Con idéntico desacato, los ágiles dedos comenzaron a activar los resortes de la joya opaca y sin interés hasta trocarla en un cetro de prodigiosa belleza, pues a sus titilantes incrustaciones se sumaba el embrujo de la magia.
—Cuando hayas concluido —regañó Tasslehoff a la desvergonzada mano—, te quitaré el ingenio y se lo entregaré de inmediato a Caramon.
—¿Dónde se ha metido Tas? —inquirió Tika, dejándose acunar por los cálidos y fuertes brazos de Caramon.
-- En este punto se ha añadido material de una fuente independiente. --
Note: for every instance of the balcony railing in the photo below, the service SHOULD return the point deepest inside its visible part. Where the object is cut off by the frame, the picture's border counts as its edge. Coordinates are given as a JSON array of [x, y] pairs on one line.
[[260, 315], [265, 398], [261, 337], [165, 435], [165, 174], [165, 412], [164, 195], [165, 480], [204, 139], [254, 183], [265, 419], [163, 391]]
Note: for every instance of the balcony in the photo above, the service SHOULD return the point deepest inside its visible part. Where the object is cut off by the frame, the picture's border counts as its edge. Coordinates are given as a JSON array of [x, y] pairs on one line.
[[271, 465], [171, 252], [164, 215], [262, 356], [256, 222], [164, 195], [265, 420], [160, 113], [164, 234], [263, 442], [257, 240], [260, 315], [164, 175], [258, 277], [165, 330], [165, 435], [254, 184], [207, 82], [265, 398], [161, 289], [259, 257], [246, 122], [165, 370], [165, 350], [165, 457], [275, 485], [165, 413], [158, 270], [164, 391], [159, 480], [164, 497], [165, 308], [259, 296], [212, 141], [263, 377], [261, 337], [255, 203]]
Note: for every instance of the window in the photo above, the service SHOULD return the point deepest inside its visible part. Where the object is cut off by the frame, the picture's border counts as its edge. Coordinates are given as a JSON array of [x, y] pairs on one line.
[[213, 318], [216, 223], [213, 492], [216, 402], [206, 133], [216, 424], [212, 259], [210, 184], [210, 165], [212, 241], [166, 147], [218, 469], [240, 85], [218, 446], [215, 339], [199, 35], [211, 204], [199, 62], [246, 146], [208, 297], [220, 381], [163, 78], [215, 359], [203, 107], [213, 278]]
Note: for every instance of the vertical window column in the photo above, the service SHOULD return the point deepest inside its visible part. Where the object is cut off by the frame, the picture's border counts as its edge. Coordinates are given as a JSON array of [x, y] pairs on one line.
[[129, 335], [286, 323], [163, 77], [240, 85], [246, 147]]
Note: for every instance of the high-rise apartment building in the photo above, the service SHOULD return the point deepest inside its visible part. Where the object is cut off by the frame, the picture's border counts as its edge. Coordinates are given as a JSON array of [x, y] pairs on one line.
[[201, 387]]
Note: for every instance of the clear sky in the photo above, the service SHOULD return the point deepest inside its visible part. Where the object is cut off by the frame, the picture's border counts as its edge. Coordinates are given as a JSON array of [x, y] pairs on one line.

El hombretón juntó su mejilla a la de su esposa y, mientras besaba los rojizos bucles, musitó:
—No podría garantizarlo, pero tengo la vaga impresión de que ha farfullado algo acerca de esperarnos en casa.
—O, lo que es lo mismo —bromeó la mujer—, a estas alturas ya no nos queda ni una cuchara.
El guerrero sonrió y, sujetando el mentón femenino con dos dedos, le dio un beso prolongado, sentido, en los labios.
Una hora más tarde, todavía entre arrullos, la pareja caminaba a través de las estancias de su futura vivienda, delimitadas por tabiques a medio construir. Mientras paseaban, Caramon señaló las mejoras que quería hacer ahora que era capaz de planear su tarea.